Vitamin D is a fat soluble vitamin that is found in foods such as fatty fish, liver, and milk. If you don’t eat those foods often you can get vitamin D from supplements. Vitamin D is also absorbed into the body from the sun’s ultraviolet rays.
Vitamin D works in the body by maintaining normal levels of calcium and phosphorus. By aiding in the absorption of calcium, vitamin D helps form and keeps bones strong. Without vitamin D the bones will become brittle.
A vitamin D deficiency occurs when a person’s body can’t absorb vitamin D from the gastrointestinal tract, they don’t get enough vitamin D in their diet, have limited sun exposure, and when the kidneys can’t properly convert vitamin D to its active form.
People who are deficient in vitamin D can develop diseases that weaken bones. Children develop rickets and adults get osteomalacia. Rickets causes skeletal deformities. Osteomalacia causes weak bones and muscles.
Women with osteoporosis should make sure to get adequate amounts of vitamin D. This will help prevent bone fractures by keeping bones stronger. It’s a good idea to talk with your doctor about adding vitamin D supplements to your day if you have osteoporosis.
Adequate vitamin D has shown to provide protective abilities against colon cancer. To determine if vitamin D deficiency actually causes cancer, or if it’s just protective against certain types of cancer, more testing has to be done.
People with Alzheimer’s disease often get hip fractures. If they have vitamin D deficiency, this may be the reason. Often someone with Alzheimer’s disease doesn’t get out much so is not absorbing vitamin D from the sun’s rays. Vitamin D supplements should be discussed with the treating physician.
If you breast feed your child, be sure to supplement vitamin D. Failing to do so can result in an infant with rickets if the mother is vitamin D deficient herself.
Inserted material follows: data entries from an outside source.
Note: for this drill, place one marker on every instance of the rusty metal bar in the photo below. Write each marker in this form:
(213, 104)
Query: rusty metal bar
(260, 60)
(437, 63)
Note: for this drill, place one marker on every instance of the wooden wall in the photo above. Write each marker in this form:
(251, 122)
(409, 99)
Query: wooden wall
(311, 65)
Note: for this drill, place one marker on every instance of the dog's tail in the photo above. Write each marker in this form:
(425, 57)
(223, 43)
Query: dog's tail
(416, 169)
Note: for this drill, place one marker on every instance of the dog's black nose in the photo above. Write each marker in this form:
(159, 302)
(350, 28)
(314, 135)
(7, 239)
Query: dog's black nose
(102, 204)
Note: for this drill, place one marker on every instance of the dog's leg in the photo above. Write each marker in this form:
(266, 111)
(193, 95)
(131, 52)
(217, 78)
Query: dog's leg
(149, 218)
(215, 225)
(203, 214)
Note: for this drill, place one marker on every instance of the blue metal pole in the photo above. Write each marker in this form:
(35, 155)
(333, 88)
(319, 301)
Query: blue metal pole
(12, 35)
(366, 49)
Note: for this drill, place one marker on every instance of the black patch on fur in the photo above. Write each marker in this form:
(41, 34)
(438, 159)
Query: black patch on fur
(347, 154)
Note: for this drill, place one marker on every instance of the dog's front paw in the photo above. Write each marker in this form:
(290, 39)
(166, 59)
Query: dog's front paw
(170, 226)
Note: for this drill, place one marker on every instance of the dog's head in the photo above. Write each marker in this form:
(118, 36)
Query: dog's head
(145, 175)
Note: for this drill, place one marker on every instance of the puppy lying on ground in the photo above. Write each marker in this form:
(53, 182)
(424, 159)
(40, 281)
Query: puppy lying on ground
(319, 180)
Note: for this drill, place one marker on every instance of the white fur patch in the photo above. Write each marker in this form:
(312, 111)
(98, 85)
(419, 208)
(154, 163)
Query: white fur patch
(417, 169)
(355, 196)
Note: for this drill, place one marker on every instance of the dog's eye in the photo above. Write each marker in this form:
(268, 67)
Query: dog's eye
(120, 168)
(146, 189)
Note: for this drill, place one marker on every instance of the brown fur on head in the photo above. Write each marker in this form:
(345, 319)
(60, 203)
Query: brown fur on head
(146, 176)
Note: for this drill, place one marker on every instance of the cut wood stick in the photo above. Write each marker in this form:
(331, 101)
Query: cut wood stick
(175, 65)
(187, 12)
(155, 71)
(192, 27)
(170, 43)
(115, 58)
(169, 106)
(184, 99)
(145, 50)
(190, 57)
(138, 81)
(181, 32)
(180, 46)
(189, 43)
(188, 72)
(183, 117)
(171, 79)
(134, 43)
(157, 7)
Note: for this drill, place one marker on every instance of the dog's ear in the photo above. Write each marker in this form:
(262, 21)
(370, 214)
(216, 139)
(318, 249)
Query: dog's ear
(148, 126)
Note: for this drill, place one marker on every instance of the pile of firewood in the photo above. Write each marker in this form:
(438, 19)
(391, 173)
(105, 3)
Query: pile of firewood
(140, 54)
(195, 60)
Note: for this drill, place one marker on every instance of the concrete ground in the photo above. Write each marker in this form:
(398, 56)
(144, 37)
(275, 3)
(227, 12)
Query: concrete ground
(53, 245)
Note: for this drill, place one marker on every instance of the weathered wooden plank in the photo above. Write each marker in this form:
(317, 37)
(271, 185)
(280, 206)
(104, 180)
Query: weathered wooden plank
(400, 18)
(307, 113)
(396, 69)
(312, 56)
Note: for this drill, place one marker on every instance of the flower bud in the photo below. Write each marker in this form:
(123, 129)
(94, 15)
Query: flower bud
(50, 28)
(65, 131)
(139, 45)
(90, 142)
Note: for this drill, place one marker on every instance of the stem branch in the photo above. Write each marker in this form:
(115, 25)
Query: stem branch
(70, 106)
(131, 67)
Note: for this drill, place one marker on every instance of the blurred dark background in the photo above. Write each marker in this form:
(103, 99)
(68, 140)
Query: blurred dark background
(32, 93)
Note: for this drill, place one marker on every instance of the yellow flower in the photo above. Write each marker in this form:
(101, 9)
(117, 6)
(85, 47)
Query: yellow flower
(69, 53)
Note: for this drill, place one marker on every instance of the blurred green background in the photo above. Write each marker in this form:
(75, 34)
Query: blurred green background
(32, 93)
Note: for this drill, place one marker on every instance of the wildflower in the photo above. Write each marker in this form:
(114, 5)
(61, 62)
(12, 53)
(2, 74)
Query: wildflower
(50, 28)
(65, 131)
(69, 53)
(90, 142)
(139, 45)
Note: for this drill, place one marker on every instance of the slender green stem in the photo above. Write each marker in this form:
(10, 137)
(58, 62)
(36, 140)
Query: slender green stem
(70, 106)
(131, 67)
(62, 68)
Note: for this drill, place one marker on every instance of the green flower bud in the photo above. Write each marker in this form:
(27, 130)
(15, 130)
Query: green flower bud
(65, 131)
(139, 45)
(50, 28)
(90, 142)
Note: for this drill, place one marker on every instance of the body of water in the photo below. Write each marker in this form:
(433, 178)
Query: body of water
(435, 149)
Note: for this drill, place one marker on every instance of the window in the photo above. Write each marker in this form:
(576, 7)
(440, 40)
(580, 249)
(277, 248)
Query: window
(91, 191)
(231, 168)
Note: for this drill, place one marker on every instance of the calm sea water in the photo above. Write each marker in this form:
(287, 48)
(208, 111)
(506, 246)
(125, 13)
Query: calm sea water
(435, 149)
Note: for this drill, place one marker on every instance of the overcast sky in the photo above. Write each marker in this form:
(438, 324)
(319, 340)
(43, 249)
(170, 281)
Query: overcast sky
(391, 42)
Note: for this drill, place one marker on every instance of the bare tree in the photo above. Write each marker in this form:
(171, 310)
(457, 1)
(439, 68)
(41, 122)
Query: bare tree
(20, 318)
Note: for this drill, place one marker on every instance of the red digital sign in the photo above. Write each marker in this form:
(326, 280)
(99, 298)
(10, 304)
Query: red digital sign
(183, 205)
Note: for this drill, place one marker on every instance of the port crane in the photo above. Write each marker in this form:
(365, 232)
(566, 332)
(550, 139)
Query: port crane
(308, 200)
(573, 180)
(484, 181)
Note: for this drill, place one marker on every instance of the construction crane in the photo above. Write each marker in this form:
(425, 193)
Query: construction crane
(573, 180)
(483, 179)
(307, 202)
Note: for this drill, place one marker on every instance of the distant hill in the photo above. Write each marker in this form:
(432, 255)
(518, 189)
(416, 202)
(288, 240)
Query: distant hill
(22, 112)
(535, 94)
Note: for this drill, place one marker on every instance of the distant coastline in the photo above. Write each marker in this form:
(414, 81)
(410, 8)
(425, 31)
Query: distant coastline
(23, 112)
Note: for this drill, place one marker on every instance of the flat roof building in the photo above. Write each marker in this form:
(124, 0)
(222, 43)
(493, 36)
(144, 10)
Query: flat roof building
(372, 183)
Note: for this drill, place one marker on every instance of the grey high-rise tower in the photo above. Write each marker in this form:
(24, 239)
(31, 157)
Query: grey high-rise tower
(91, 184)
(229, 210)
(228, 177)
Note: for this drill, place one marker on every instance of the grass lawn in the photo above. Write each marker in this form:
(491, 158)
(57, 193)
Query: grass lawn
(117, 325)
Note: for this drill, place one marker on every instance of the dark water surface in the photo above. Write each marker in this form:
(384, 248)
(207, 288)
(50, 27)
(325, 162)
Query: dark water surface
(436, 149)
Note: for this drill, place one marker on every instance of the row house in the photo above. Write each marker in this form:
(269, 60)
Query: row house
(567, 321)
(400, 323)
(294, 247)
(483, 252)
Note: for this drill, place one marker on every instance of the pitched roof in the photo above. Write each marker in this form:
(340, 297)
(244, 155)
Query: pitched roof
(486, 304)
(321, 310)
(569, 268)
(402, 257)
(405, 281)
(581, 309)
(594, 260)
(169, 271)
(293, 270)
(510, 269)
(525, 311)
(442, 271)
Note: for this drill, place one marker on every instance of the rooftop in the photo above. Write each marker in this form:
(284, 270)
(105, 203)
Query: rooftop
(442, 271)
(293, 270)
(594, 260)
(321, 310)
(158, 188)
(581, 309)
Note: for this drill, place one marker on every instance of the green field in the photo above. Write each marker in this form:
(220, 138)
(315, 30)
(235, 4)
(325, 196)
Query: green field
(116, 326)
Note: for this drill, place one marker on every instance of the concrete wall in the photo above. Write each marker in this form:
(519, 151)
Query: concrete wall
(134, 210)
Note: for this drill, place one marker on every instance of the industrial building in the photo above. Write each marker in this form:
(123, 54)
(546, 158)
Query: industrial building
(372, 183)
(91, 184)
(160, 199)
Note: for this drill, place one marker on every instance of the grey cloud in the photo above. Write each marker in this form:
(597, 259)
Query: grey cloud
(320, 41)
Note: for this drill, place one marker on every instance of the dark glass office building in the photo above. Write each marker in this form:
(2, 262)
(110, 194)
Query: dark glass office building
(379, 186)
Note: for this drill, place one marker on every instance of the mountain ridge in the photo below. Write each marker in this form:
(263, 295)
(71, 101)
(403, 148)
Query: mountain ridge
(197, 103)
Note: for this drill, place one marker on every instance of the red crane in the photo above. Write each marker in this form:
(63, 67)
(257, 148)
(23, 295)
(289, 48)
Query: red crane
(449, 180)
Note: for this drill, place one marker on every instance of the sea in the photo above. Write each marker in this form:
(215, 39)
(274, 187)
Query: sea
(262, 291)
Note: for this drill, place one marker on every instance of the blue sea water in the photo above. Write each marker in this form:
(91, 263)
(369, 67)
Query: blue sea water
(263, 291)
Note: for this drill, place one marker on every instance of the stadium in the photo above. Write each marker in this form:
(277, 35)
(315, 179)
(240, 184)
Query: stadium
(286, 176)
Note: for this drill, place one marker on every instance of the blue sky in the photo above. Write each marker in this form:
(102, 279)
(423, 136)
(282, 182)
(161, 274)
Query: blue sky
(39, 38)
Darker skinned people are more prone to vitamin D deficiency because they can’t absorb as much vitamin D from the sun’s rays.
Obese people are also at greater risk for vitamin D deficiency because more subcutaneous fat doesn’t let the vitamin D hormones circulate in the body properly.
People who don’t absorb dietary fat correctly are also at risk for vitamin D deficiency. Conditions that cause this problem include Crohn’s disease, cystic fibrosis, celiac disease, liver disease, pancreatic enzyme deficiency, and people who have surgery that removes part of the stomach.
Taking supplements with vitamin D, eating foods rich in vitamin D naturally, getting adequate sun exposure, and maintaining a healthy weight are all things we can do to reduce the risk of becoming vitamin D deficient. It’s very important to incorporate all these into your life.